Die hessische SPD-Vorsitzende Nancy Faeser sagte der FR, es sei „nach wie vor offen, woher der Täter sein Detailwissen hatte“ über Adressen und persönliche Angaben der bedrohten Personen und ihrer Familien. Außerdem müsse geklärt werden, in welchem Verhältnis die Abfragen an Computern der Polizei zu diesen Kenntnissen stünden. Dabei gehe es ihr auch darum, das Vertrauen in die Polizei wieder aufzubauen, die unter den Vorwürfen leide, fügte Faeser hinzu.

Dieses Thema griff die Gewerkschaft der Polizei (GdP) auf. Ihr hessischer Landesvorsitzender Jens Mohrherr forderte eine „öffentliche Entschuldigung“ bei den Polizistinnen und Polizisten, die unter „Generalverdacht“ gestellt und „gerade durch politische Mandatsträger verunglimpft“ worden seien. „Das permanente öffentliche Unterstellen, die hessischen Polizeibeschäftigten seien Teil eines rechten Netzwerks, lastet schwer auf den Rücken meiner Kolleginnen und Kollegen“, fügte er hinzu.

Durch die „NSU 2.0“-Ermittlungen war eine Chatgruppe aufgeflogen, an der mehrere Bedienstete aus dem 1. Revier in Frankfurt beteiligt waren, die nationalsozialistische und rassistische Nachrichten austauschten. Bei der weiteren internen Aufarbeitung gerieten zeitweise mehr als 70 hessische Polizistinnen und Polizisten unter den Verdacht extrem rechter Gesinnung und Aktivitäten. Selbst Innenminister Beuth schloss nicht mehr aus, dass es um mehr als Einzelfälle gehe und ein regelrechtes rechtes Netzwerk in der hessischen Polizei bestehe.

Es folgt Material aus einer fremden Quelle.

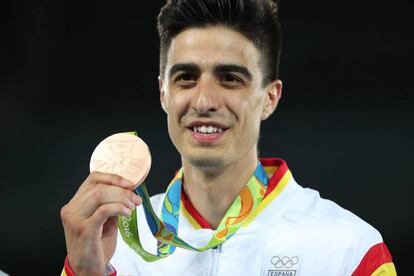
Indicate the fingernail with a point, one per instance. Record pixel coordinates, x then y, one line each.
137 200
131 205
126 182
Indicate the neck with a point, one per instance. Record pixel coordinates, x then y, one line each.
212 191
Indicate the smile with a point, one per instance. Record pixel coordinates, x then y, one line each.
207 132
207 129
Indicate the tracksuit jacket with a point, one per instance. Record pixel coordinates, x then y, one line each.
296 233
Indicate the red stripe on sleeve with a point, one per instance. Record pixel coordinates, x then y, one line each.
376 256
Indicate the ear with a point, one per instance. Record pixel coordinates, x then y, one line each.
273 94
162 94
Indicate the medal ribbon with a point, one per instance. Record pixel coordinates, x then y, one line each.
241 211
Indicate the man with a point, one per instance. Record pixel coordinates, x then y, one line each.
218 81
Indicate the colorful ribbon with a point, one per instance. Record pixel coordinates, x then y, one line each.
165 229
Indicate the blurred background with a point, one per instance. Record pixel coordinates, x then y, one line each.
72 73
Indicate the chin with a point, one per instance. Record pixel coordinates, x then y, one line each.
207 162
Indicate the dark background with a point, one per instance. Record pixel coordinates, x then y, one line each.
73 73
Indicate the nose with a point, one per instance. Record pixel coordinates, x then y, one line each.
206 98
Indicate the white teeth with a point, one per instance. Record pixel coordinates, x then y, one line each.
207 129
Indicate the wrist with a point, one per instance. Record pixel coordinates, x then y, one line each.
109 269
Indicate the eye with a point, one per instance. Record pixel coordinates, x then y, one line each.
185 80
231 80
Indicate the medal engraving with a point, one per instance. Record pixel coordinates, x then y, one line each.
123 154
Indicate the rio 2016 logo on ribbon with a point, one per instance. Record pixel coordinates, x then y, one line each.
285 266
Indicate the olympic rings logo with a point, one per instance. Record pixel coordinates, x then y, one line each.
284 261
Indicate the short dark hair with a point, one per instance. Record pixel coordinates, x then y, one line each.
257 20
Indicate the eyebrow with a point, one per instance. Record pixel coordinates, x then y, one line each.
187 67
220 68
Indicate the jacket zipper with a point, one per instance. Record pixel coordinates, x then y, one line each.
215 256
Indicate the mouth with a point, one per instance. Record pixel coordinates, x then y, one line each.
207 131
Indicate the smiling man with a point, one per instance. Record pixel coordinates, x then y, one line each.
240 214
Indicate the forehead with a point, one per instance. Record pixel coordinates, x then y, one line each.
209 46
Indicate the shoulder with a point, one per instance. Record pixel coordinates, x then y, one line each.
338 232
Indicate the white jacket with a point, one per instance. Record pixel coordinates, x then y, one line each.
298 233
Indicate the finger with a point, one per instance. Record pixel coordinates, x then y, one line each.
96 177
105 194
104 212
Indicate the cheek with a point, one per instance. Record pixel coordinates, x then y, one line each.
177 106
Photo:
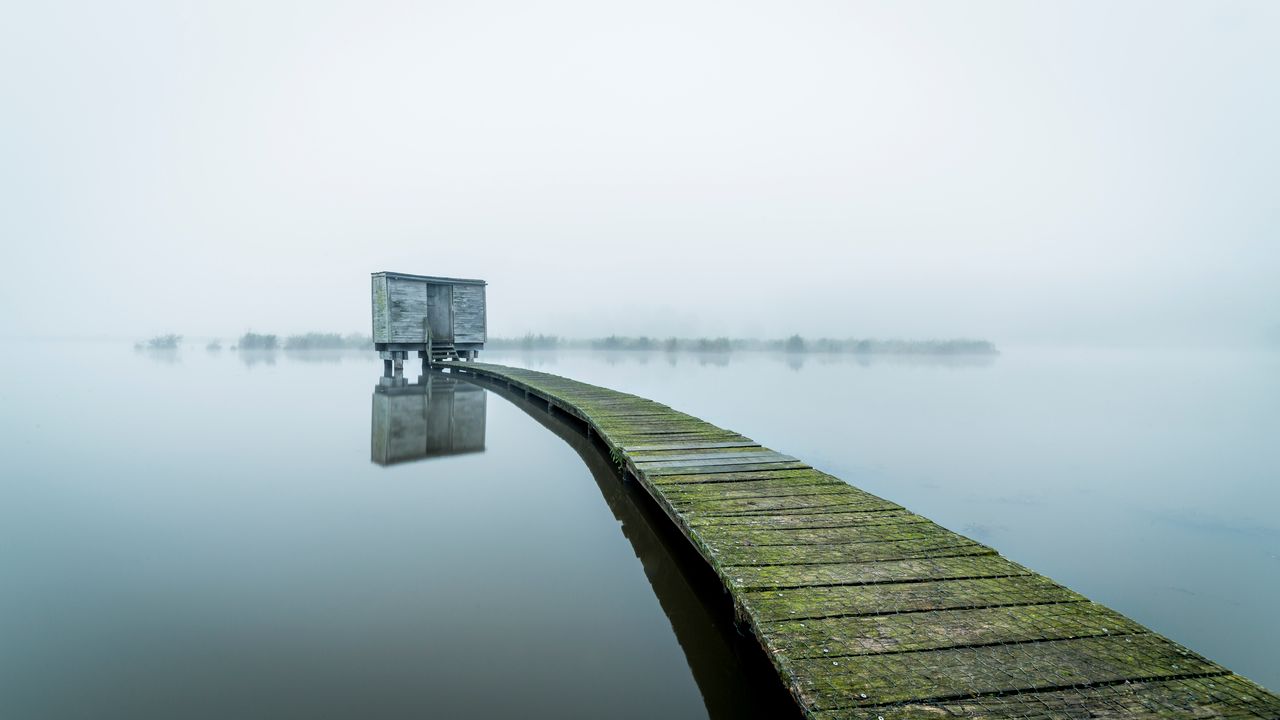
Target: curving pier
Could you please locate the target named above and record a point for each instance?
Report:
(871, 611)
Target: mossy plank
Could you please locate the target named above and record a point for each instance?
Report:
(940, 629)
(835, 601)
(881, 532)
(1217, 696)
(805, 520)
(691, 465)
(711, 469)
(755, 488)
(778, 577)
(726, 454)
(689, 446)
(735, 475)
(854, 552)
(952, 674)
(817, 502)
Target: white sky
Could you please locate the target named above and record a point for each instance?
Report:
(1086, 172)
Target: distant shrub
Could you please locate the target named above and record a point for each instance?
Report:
(164, 342)
(328, 341)
(255, 341)
(315, 341)
(707, 345)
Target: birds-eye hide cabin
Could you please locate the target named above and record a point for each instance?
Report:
(438, 318)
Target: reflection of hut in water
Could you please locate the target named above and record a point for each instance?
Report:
(432, 418)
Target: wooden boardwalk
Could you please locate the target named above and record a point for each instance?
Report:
(871, 611)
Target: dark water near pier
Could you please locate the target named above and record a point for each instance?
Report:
(268, 536)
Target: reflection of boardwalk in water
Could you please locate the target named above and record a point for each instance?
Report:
(869, 611)
(432, 418)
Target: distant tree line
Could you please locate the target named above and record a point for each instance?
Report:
(794, 343)
(306, 341)
(269, 341)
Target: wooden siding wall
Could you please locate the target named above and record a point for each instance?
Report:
(382, 311)
(469, 313)
(407, 310)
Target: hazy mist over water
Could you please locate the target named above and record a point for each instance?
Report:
(1088, 185)
(1080, 172)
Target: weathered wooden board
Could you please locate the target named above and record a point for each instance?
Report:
(871, 611)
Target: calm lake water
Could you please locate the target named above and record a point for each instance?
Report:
(201, 534)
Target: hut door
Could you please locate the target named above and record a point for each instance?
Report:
(439, 311)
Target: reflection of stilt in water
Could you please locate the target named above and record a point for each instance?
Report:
(734, 675)
(432, 418)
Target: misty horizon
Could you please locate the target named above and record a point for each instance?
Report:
(1077, 173)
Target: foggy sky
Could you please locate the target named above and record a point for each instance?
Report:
(1078, 172)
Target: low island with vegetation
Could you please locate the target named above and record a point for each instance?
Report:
(794, 343)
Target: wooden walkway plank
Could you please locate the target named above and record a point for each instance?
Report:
(914, 632)
(1223, 696)
(869, 611)
(781, 577)
(952, 674)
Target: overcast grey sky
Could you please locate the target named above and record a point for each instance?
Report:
(1086, 172)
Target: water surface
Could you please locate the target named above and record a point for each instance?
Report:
(282, 536)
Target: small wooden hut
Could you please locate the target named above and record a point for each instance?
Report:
(439, 318)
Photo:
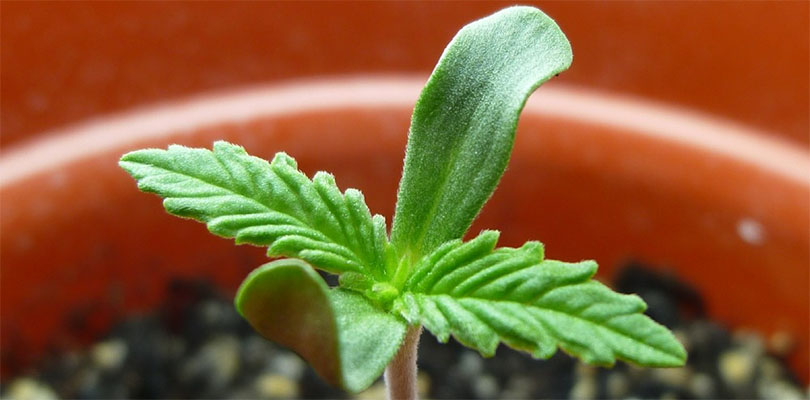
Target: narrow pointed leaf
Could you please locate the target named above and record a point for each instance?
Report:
(266, 204)
(338, 332)
(464, 123)
(483, 297)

Am Dienstagnachmittag ging Beuth vor die Presse, um sich bei der etwa 30-köpfigen Ermittlungsgruppe und dem Sonderermittler Hanspeter Mener zu bedanken, den Beuth im Juli auf den Fall „NSU 2.0“ angesetzt hatte. Sie hätten nichts unversucht gelassen, um den Täter „aus der Anonymität des Darknets zu reißen“, betonte der hessische Innenminister. Die Festnahme des „möglichen Täters“ sei hoffentlich „auch anderen Hetzern und Drohschreibern eine Warnung“, fügte der CDU-Politiker hinzu. Die Festnahme sei „gerade auch für die Opfer eine gute, eine ermutigende Nachricht“.

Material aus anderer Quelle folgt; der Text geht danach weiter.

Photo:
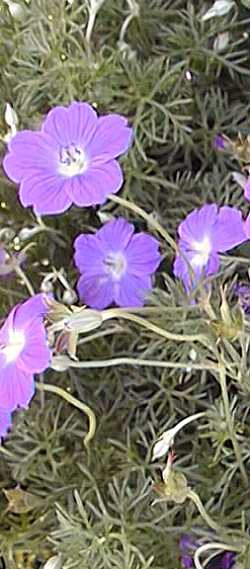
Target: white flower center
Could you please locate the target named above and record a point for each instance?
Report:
(15, 345)
(72, 161)
(202, 251)
(115, 264)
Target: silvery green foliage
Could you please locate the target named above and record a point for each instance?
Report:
(219, 8)
(179, 91)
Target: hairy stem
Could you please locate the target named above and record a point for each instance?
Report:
(224, 392)
(76, 403)
(153, 222)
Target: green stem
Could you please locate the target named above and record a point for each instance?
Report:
(76, 403)
(25, 279)
(224, 392)
(153, 222)
(112, 362)
(120, 313)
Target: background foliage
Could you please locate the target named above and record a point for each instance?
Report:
(155, 62)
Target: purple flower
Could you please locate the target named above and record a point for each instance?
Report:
(203, 234)
(188, 546)
(219, 142)
(5, 422)
(228, 560)
(115, 265)
(7, 262)
(23, 352)
(71, 160)
(243, 293)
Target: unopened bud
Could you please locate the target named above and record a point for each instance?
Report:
(69, 296)
(54, 563)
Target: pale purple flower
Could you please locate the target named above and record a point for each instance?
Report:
(116, 265)
(7, 262)
(243, 293)
(202, 235)
(219, 142)
(23, 352)
(71, 160)
(228, 560)
(5, 422)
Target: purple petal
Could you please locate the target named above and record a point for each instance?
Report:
(94, 186)
(229, 230)
(198, 224)
(247, 189)
(35, 357)
(131, 290)
(96, 292)
(219, 142)
(35, 308)
(142, 254)
(71, 125)
(89, 255)
(228, 560)
(112, 138)
(5, 422)
(47, 194)
(16, 386)
(30, 152)
(116, 234)
(186, 562)
(190, 277)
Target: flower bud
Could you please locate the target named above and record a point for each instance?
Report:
(54, 562)
(69, 296)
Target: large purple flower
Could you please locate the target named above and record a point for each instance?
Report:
(23, 352)
(116, 265)
(70, 161)
(187, 546)
(202, 235)
(5, 422)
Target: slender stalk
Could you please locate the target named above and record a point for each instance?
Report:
(24, 278)
(224, 392)
(112, 362)
(120, 313)
(153, 222)
(76, 403)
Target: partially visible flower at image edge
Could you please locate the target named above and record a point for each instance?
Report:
(71, 160)
(23, 352)
(187, 548)
(5, 422)
(116, 265)
(203, 234)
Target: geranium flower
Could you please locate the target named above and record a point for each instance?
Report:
(7, 262)
(5, 422)
(188, 545)
(71, 160)
(116, 265)
(203, 234)
(23, 352)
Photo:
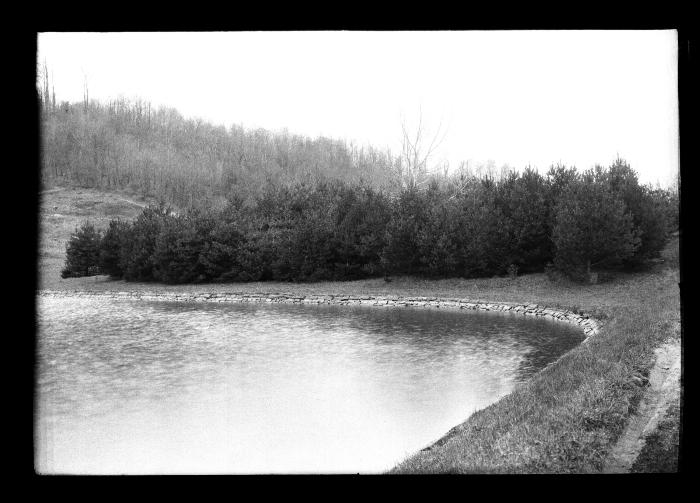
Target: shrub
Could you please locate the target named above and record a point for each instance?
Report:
(82, 252)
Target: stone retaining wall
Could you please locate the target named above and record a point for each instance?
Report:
(589, 325)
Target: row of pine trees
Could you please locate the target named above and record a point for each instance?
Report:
(476, 226)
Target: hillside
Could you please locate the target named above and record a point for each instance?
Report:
(62, 210)
(128, 145)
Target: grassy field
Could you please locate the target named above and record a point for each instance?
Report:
(565, 420)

Und die Opfer? Die sind keineswegs beruhigt. „Wie kommt ein Berliner Neonazi an diese Daten?“, fragt die Linken-Bundesvorsitzende Janine Wissler, eine der bedrohten Frauen. „Wirklich aufatmen kann ich nicht“, sagt auch die Kabarettistin Idil Baydar der Frankfurter Rundschau, ebenfalls eines der Opfer.

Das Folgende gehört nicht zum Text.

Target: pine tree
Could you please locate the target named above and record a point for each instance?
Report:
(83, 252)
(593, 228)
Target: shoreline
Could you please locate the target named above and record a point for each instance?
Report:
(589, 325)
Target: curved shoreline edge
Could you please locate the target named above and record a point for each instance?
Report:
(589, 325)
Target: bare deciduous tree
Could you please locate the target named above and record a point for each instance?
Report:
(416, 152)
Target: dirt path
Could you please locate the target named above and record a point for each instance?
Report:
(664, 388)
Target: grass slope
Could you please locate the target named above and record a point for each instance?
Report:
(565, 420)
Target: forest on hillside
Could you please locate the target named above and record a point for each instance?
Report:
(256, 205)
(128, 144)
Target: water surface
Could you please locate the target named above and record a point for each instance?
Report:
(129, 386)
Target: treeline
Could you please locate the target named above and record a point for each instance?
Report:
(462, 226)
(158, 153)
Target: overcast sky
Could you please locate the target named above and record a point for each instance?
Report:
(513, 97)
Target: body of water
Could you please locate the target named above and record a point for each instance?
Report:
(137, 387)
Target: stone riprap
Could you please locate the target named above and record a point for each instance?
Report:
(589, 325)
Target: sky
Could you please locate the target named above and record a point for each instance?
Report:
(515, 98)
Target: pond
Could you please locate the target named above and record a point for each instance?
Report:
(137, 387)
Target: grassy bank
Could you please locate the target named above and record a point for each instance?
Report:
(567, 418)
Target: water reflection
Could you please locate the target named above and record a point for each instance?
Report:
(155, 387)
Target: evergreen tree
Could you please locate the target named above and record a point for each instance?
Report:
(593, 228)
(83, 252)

Wesentliche Fragen seien noch nicht geklärt. Sie verwies auf die Datenabfragen bei der Polizei in verschiedenen Bundesländern. Sie frage sich: „Wie sicher sind meine Daten bei der Polizei? Ist das normal, dass man meine Daten bekommen kann, wenn man da anruft und sich als Polizeibeamter ausgibt?“ Für eine Beruhigung, betont Baydar, seien einfach zu viele Dinge ungeklärt.